Debu Tripathy, MD, discusses the current state of HER2-positive breast cancer treatment.

Debu Tripathy, MD, professor, chairman, Department of Breast Medical Oncology, Division of Cancer Medicine, The University of Texas MD Anderson Cancer Center, discusses the current state of HER2-positive breast cancer treatment.

The treatment approach for HER2-positive breast cancer is stratified based on the stage of the disease at diagnosis, Tripathy begins. For patients with clinical stage I disease, characterized by smaller tumor size and no detectable spread to lymph nodes via imaging, a de-escalated therapy approach is often adopted to minimize toxicity, he says. Treatment for these patients typically involves initial surgical intervention followed by a regimen of weekly paclitaxel plus trastuzumab (Herceptin) for 12 weeks, with continued trastuzumab for a full year, Tripathy explains. Patients with hormone receptor (HR)–positive tumors also receive concurrent endocrine therapy, enabling the use of less aggressive treatments and simultaneously maintaining efficacy, according to Tripathy.

For patients presenting with more advanced disease beyond clinical stage I, neoadjuvant therapy is employed to shrink the tumor prior to surgery, he continues. This approach aims to facilitate less invasive surgical options, potentially increasing the likelihood of breast-conserving surgery. Neoadjuvant regimens for advanced HER2-positive breast cancer often include escalated therapies,such as taxanes combined with dual antibody therapy using both trastuzumab and pertuzumab (Perjeta), Tripathy reports.
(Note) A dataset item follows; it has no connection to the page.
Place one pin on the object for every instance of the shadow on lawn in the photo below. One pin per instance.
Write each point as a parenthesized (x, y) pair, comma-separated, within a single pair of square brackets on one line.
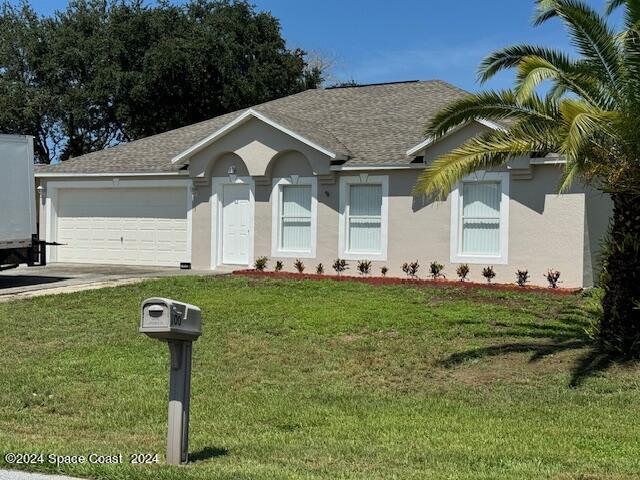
[(570, 335), (207, 453)]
Some oncologists opt to include platinum-based chemotherapy in the neoadjuvant setting, Tripathy expands. Because the role of platinum agents in this context remains somewhat unclear, platinum-based therapies are sometimes omitted due to associated toxicities, and decisions are guided by the achievement of a pathologic complete response (pCR), he states. Patients who achieve a pCR, indicating complete eradication of cancer in both the primary tumor and lymph nodes, continue with dual-antibody therapy and adjuvant endocrine therapy if they have HR-positive disease, Tripathy notes. Conversely, patients who do not achieve a pCR may be transitioned to alternative therapies, such as ado-trastuzumab emtansine (Kadcyla), to complete the treatment course over a specified duration. These personalized treatment approaches highlight the importance of tailoring treatment strategies based on individual patient response and disease characteristics, he concludes.